Who Haunts Sliding Hill?

Salt furnaces. Coal mines. A beautiful river. And a murder.

Sliding Hill, located in Mason County, West Virginia, has been the site of all of the above.


Sliding Hill is located between the towns of New Haven and Mason, not far from the community of Hartford. Today it is a quiet little place; most residents of the area probably work at the nearby power plant. But in its heyday this stretch of the Ohio River was teeming with people and excitement.

The towns of New Haven and Hartford were named, as you may have guessed, by settlers and entrepreneurs who came to the valley of the Ohio from Connecticut, and named the new settlements after their old homes. In 1856 salt works were built in the area. 

photo of the Jackson Salt Works, from http://www.wvgenweb.org/mason/hartford/hart.html

Processing the salt required coal to fuel the furnaces, so coal mining also became a big industry. With the location of Mason county on the Ohio River, shipment of the salt via steamboat was an easy affair, and the coming of the railroad in the 1880's expedited exports even more. Dairy farming became a growing industry in the rich river bottoms as well. 

In 1774 a major battle in Lord Dunmore's War occurred at Point Pleasant, VA (now West Virginia). This battle officially drove the Native Americans back across the Ohio River, although raids continued for years after the Treat of Camp Charlotte was signed. 

One of the stories about the haunting of Sliding Hill is loosely connected to the fort at Point Pleasant (Fort Randolph). According to this story, an army paymaster was making his way along the river to the fort, carrying with him a quantity of gold with which to pay the soldiers at the fort. A gang of robbers set upon the paymaster and killed him. Hearing soldiers approaching, the thieves quickly left the area, after first hiding the body and burying the gold.
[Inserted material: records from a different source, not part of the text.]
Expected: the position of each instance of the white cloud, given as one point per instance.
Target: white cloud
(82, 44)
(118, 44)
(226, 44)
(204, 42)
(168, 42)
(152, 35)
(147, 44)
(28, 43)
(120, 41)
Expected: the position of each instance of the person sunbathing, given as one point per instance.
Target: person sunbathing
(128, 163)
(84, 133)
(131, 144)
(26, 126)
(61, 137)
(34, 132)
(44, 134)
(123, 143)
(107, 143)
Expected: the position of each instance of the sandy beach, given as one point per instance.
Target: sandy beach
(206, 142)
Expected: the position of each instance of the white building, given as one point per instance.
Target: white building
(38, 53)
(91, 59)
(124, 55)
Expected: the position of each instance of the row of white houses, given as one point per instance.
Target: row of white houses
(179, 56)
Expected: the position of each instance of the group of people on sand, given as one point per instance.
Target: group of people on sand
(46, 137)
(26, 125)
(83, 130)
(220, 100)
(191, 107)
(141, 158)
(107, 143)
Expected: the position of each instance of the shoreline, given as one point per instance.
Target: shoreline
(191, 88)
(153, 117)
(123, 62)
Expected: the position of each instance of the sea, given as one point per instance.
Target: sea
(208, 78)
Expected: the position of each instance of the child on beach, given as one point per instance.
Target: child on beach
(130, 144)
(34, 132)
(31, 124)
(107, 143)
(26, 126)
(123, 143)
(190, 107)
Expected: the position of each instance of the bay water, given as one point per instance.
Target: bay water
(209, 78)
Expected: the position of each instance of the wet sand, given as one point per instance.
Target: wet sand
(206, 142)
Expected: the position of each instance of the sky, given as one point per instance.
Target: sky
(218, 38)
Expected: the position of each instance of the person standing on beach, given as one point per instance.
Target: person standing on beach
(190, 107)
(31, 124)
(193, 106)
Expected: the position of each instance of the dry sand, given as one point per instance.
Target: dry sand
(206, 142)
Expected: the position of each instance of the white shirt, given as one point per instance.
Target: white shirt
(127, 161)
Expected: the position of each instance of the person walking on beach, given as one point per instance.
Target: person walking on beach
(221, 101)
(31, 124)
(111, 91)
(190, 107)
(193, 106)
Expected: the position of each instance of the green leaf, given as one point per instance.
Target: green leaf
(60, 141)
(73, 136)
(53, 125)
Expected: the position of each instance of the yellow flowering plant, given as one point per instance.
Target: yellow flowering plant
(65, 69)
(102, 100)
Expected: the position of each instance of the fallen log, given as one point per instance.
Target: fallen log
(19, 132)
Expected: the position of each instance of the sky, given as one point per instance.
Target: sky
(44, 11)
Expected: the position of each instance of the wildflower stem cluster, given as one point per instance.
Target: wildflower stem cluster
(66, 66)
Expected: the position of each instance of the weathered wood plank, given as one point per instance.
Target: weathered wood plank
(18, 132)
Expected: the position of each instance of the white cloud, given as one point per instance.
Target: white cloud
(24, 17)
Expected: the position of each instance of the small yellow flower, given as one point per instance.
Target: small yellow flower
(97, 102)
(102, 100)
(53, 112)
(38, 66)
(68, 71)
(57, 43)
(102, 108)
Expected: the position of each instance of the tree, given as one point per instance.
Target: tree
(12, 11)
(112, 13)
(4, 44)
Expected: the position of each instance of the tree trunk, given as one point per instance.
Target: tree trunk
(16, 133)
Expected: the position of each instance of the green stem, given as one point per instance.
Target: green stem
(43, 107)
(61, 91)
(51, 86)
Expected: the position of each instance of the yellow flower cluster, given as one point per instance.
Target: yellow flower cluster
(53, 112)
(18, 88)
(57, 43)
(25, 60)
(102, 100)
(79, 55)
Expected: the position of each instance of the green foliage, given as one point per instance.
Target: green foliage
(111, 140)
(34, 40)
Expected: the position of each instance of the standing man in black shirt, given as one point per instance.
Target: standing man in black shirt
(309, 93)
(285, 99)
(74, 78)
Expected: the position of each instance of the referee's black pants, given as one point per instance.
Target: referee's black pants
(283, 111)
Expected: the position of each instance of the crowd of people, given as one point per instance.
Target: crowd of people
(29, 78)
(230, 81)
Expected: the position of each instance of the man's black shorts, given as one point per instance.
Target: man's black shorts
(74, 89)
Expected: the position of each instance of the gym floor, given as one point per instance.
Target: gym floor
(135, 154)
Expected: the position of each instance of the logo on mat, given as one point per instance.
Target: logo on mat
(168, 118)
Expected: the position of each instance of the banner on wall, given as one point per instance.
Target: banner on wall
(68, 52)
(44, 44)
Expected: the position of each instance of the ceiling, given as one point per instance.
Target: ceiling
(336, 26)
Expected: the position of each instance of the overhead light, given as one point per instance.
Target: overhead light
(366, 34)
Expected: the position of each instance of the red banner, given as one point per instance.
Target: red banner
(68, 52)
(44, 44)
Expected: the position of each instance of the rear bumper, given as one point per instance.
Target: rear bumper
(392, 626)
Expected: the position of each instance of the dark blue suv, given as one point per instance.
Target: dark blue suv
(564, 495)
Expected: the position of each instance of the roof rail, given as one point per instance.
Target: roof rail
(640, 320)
Legend has it that the gold was never recovered, and that the area is haunted by the ghost of a man walking along the road.

A dark spot along the road. "Perfect place for a murder," was Jared's comment.
Sliding Hill Creek, a little muddy after all the recent rain.
Two things in this story seem odd to me: first, that the paymaster should have been traveling alone. Surely in those dangerous times, when attacks by Indians were common and the route was a lonely one, there would have been at least one other man with the paymaster. Second, how in the world would there have been time to hide a body and bury the gold? Why would they have buried the gold anyway, if they had time enough to get away? 

The second story of a haunt in the Sliding Hill area was reported in this old newspaper article:


This version, the murder of early settlers who were traveling by canoe and stopped to camp on the riverbank, makes more sense to me, although the statement that they had "much gold" with them seems odd. Why would one carry a lot of gold into the wilderness? Still, it could have been true. It seems unlikely, however, that the robbers would not have come back for the rest of the gold. With so few people in the area, what would have prevented them from recovering it? 

Whichever version is the true story, the belief that an area along the road by Sliding Hill is haunted seems to have been well established. And the sightings reported sound frightening indeed. I suppose we will never know the truth of the story, who was killed and when or by whom.

I wonder, are the ghosts described as horrific haunts on Sliding Hill still wandering, or have they settled gently into their graves after all these years? 

I suppose I will never know the answer to that, either. Only the river would know, and she's not talking.